Astron. Astrophys. 353, 72-76 (2000)

2. The V-15 µm morphology of Centaurus A

Some of the most dramatic and chaotic dust lane morphologies are to be found in optical photographs of our closest radio galaxy, Centaurus A. This is exemplified on Fig. 1 which represents an overlay of ISOCAM LW3 15 µm contours superposed on the V-band prime focus image of Centaurus A. The mid-infrared structure has been interpreted as tracing dust in a barred mini-spiral galaxy (Mirabel et al. 1999), reformed from the interstellar medium of the accreted galaxy.

Fig. 1. A contour overlay of the 15 µm warped disk detected in emission by ISOCAM on an optical V-band CCD image of Centaurus A, secured at the prime focus of the 4-m reflector at Cerro Tololo. North is up, and east to the left. The southern contours of the central warped disk strikingly follow the interface of optical extinction/emission both to the SE and NW over the full 3 kpc projected diameter of the disk.

In Fig. 2 we present a ratio image, secured by dividing the ISOCAM image by the optical one. The optical image was rebinned and convolved with the ISOCAM LW3 point spread function as fully described by Block et al. (1997). Several key features in these figures are worthy of note:

Fig. 2. A V-15 µm ratio image shows a unified view of macromolecules, very small grains and large dust particles at the centre of Centaurus A. A symmetrical disk structure of radius 1.5 kpc - colour coded orange-red - surrounds the nucleus.

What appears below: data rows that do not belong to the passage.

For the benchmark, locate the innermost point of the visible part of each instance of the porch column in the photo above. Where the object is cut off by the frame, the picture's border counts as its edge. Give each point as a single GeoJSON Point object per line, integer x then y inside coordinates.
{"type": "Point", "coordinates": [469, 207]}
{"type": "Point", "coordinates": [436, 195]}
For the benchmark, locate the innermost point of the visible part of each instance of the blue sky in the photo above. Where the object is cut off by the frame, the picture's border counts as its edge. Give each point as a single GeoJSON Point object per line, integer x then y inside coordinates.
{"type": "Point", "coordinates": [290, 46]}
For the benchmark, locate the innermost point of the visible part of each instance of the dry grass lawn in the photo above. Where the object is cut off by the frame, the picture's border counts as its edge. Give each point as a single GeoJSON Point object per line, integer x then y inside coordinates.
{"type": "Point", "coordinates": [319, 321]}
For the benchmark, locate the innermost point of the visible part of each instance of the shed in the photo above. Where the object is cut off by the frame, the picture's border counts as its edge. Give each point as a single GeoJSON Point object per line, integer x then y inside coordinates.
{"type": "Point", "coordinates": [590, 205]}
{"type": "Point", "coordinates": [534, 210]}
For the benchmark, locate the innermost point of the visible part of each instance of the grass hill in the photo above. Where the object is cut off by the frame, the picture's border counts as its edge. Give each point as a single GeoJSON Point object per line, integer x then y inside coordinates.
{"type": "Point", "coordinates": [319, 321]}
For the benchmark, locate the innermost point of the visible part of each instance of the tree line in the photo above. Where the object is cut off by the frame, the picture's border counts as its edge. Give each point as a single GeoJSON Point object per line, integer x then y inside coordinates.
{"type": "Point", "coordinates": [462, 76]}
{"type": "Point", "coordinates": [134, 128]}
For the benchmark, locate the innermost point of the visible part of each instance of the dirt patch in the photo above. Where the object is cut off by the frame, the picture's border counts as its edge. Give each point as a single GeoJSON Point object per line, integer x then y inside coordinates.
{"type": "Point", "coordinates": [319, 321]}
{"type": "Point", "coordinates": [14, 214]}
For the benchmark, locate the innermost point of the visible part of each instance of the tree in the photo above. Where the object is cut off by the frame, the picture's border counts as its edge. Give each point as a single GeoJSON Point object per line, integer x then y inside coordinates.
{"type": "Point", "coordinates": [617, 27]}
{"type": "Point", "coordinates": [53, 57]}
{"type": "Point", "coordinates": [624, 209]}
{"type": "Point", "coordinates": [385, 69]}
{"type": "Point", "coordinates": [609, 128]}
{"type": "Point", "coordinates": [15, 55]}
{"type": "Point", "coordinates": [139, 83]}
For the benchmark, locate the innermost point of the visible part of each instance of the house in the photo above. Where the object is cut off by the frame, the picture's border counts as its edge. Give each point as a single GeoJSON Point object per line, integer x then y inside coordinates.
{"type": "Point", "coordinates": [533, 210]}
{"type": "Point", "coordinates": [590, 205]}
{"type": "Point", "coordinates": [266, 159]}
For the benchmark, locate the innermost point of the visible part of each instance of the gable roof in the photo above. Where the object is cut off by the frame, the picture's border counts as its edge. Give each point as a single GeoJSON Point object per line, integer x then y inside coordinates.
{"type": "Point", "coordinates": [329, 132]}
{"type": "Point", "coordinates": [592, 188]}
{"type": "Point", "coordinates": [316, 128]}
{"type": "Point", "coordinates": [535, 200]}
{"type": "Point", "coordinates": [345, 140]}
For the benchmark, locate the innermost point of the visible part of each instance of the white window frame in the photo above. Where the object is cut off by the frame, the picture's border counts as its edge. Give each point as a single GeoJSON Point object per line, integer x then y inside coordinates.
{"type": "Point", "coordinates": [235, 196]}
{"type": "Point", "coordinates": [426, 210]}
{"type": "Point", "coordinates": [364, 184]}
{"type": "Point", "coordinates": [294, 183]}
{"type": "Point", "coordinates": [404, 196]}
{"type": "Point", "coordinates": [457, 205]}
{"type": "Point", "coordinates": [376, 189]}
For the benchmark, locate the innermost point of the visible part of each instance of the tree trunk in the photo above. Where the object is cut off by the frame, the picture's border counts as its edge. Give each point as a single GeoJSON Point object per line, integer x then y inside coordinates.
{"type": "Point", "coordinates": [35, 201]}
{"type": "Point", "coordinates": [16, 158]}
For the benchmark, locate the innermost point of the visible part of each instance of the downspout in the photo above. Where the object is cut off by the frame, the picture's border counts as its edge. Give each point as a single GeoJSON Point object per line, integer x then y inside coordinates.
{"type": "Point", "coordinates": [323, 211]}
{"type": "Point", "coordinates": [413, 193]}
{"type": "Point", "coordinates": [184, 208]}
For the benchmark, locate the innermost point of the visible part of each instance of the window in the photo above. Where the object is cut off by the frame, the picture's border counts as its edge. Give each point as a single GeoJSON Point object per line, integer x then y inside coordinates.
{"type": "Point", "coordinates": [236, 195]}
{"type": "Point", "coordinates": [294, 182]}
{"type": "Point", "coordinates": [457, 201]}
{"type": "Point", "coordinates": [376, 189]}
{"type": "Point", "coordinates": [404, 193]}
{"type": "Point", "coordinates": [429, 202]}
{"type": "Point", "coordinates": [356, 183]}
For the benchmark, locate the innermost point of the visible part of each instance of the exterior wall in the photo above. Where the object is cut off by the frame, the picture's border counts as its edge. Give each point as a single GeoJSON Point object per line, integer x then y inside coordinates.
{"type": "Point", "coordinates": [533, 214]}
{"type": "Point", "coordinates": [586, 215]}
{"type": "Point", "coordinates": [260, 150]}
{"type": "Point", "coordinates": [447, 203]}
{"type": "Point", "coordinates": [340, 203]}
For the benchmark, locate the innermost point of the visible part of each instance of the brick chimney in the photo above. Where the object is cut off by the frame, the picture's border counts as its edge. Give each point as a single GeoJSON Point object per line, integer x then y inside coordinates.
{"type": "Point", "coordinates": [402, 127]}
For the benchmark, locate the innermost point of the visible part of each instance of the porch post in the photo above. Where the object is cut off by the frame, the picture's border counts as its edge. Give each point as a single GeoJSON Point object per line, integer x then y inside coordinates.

The disk, postulated to be the remnant of a small spiral galaxy involved in the merger with the giant elliptical, contains both very small dust grains (detected in emission at 15 µm by ISOCAM) and large cold dust grains, whose morphology is almost identical to the dark lanes detected by Quillen et al. (1993) in their H-K colour models. Other dust lanes which give Centaurus A its rather chaotic appearance have no 15 µm emission counterpart and are colour coded blue in this figure.

Firstly, an inner disk-like structure of dust of radius 1.5 arcmin (or 1.4 kpc at 3.25 Mpc) is clearly unveiled in our V-15 µm image. The disk is bright, being detected in emission at 15 µm and in extinction at V. It is quite symmetric, clearly showing the bar arms on both sides of the nucleus connecting to the spiral arms (see Mirabel et al. 1999). At the edges, the disk starts to warp. The western side of the bar shows less clearly than the eastern side, possibly indicating that this is the far-side of the structure (extinction will be less on the far-side thus breaking the symmetry of the emission structure).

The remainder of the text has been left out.